Shaka Hislop reflects on the shocking scenes at Millwall and Colchester, pauses for a moment and then admits the fans’ reaction to players taking a knee didn’t surprise him.
The former West Ham goalkeeper was “heartbroken” to hear fans booing players supporting the Black Lives Matter movement at The Den and the JobServe Community Stadium.
But, having worked for 25 years with anti-racism education charity Show Racism the Red Card (SRTRC), he knows how much work remains in the fight to rid the game of inequality and racism.
“It was heartbreaking, but at the same time not really surprising,” he says.
“I say that disappointingly. I firmly believe in the work that has gone for generations, for centuries. I firmly believe in the work that will continue.
“I believe in this movement and the continued show of support by taking the knee. I think that opens up conversations about our experiences, about changes that have been made for so long before and what still needs to happen.

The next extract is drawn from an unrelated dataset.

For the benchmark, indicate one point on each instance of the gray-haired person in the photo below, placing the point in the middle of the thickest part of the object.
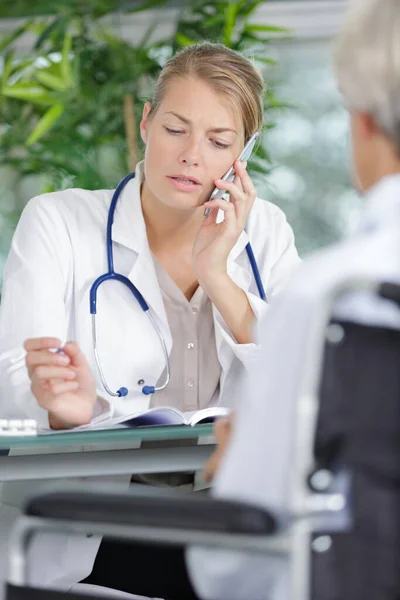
(256, 464)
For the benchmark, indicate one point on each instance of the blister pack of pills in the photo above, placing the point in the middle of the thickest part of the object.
(18, 427)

“But it also exposes a lot of ignorance around the issue, how inequality and racism has become a part of the fabric of our society today.”
For Hislop, education is the answer and it is why he works with SRTRC — Hislop helped found them in 1995 and they celebrate their 25th anniversary tomorrow. The charity’s work centres around educating people, mainly pupils in schools, about racism.
He was playing for Newcastle at the time of the launch and sent a £50 donation to now CEO and founder Ged Grebby after being racially abused while filling up his car at a petrol station.
Grebby was working with Youth against Racism in Europe and Hislop reached out to him in the wake of his own experience, which had a defining impact on him.
“Three youths came walking over the hill, shouting racist abuse at me,” Hislop recalls. “Then as they got closer, one recognised who I was and they started to chant my name, asking if they could come over for autographs.
On the pitch, Hislop doesn’t recall directly suffering racist abuse, but he has painful memories of fearing for his wife Desha at matches.
“She was there and exposed to it — and that was frightening to me,” he says. “But how do I tell my wife, who wants to come and see me play, not too?
“But I am standing on the field and I am worried about her safety. I am concerned and you really don’t breathe out until pretty much after the game when you can get on the bus to call and make sure she’s okay.”
It is clear those memories remain strong and clear in Hislop’s mind, but equally so does his belief that racism can be eradicated. He admits, though, that this year has tested his beliefs — particularly after the death of George Floyd in the US.
The 46-year-old suffered a cardiac arrest after a police officer knelt on his neck for nine and a half minutes after he had been arrested, and his death rocked Hislop, who felt he had failed his children by not delivering a better world through his work with SRTRC.
The 51-year-old confesses he was in a “really dark place”, until fellow ex professional Leroy Rosenior spoke to him.
“Leroy said to me: ‘You have to see this as a relay. The early legs were run for generations — from slavery, post colonisation and through the Civil Rights Movement. We have run our leg and it is now our responsibility to hand that baton to our kids to continue this fight — and to finish it’.
“That was empowering and I can’t thank Leroy enough.”
Hislop is more determined than ever to make a difference through SRTRC and he is convinced football can be a force for change, even after last weekend’s events.
“I have always felt football is the perfect vehicle to challenge these issues, to be that example,” he says.
“That’s what you saw from Colchester’s chairman [Robbie Cowling, who condemned fans who booed]. Despite what happened before, he set the example for that club and he set an example for so many.
“Players have shown the way forward and credit to those players at Millwall that continue to take the knee [the team will link arms with QPR tonight and the players will hold an anti-racism banner].
“But until every aspect of our game looks and feels like our high streets, until the diversity in football matches the diversity of our high streets, I don’t think we can truly claim success.”